September 5, 2011

Readings Week 3

 The Designer as Producer

Even though big companies will always dominate the market, it is increasingly common, and easy, to create and market our own products as an independent designer. Our job is no longer just to make a package, or an advertisement, or whatever. We can create whole experiences. With the resources available now, we can prototype our work and send it off to be created somewhere for a reasonable cost. We are now entrepreneurs, creating all elements of a product.


Birth of the User

Text is something that is more universal than icons, and it can cross the boundaries and limitations of language. In an screen-based experience, users are more interested in quick absorption of information rather than long periods of reflection time.
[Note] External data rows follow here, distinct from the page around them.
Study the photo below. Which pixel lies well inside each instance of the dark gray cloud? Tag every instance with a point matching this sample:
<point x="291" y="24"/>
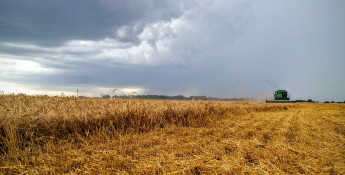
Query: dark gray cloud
<point x="53" y="22"/>
<point x="214" y="48"/>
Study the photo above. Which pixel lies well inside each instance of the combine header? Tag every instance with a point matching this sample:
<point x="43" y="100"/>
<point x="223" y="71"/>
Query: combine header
<point x="281" y="96"/>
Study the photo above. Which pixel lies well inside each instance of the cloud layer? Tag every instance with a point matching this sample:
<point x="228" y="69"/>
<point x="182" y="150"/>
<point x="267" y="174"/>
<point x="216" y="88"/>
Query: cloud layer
<point x="215" y="47"/>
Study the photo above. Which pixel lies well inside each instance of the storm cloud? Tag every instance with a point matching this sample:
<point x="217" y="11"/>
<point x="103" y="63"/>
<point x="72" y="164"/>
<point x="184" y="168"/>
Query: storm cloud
<point x="215" y="47"/>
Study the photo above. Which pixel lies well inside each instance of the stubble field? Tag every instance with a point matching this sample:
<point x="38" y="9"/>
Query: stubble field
<point x="66" y="135"/>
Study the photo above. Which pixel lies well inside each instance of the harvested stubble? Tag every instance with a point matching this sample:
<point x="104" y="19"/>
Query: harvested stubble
<point x="101" y="136"/>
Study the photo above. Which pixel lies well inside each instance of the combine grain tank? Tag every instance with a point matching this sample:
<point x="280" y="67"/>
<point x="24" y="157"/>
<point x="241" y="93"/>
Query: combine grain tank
<point x="281" y="96"/>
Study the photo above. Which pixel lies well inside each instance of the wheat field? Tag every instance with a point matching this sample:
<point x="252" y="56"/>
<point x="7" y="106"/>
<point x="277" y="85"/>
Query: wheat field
<point x="67" y="135"/>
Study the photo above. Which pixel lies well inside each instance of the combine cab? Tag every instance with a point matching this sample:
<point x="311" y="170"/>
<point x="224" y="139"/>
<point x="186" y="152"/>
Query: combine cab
<point x="281" y="96"/>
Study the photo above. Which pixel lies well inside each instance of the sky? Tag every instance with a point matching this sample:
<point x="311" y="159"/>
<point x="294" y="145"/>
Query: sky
<point x="219" y="48"/>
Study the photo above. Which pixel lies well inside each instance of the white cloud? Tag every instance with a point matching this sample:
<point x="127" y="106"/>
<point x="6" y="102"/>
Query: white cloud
<point x="10" y="65"/>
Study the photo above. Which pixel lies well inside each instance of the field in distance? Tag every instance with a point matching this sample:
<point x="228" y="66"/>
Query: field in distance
<point x="65" y="135"/>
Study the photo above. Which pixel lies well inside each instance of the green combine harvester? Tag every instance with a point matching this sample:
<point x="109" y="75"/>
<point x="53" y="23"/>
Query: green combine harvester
<point x="281" y="96"/>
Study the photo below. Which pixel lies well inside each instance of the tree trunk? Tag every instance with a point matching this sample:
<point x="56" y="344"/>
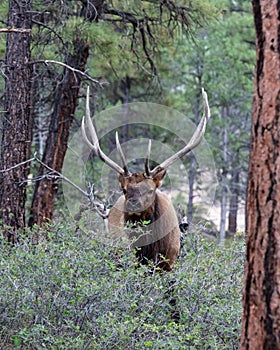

It is all about being as quick and productive as possible. Of course, while they are using the web, there is also an opportunity for the designer to collect information from the users.


Graphic Authorship

In the past, graphic designers took their clients information and turned it into whatever the client wanted. But now designers are taking a more involved, active role in the process. Perhaps they realize that what they client wants is not what they need, and alters the message and the design to better suit. In this way, we are now creating our own sort of authorship that we did not have before. In order to be graphic authors, we must take control of both the design and the writings in the design. It's not a matter of copy and pasting someone else's message into the frame we make for it, but deciding the best message to coexist and complete the experience we make for it.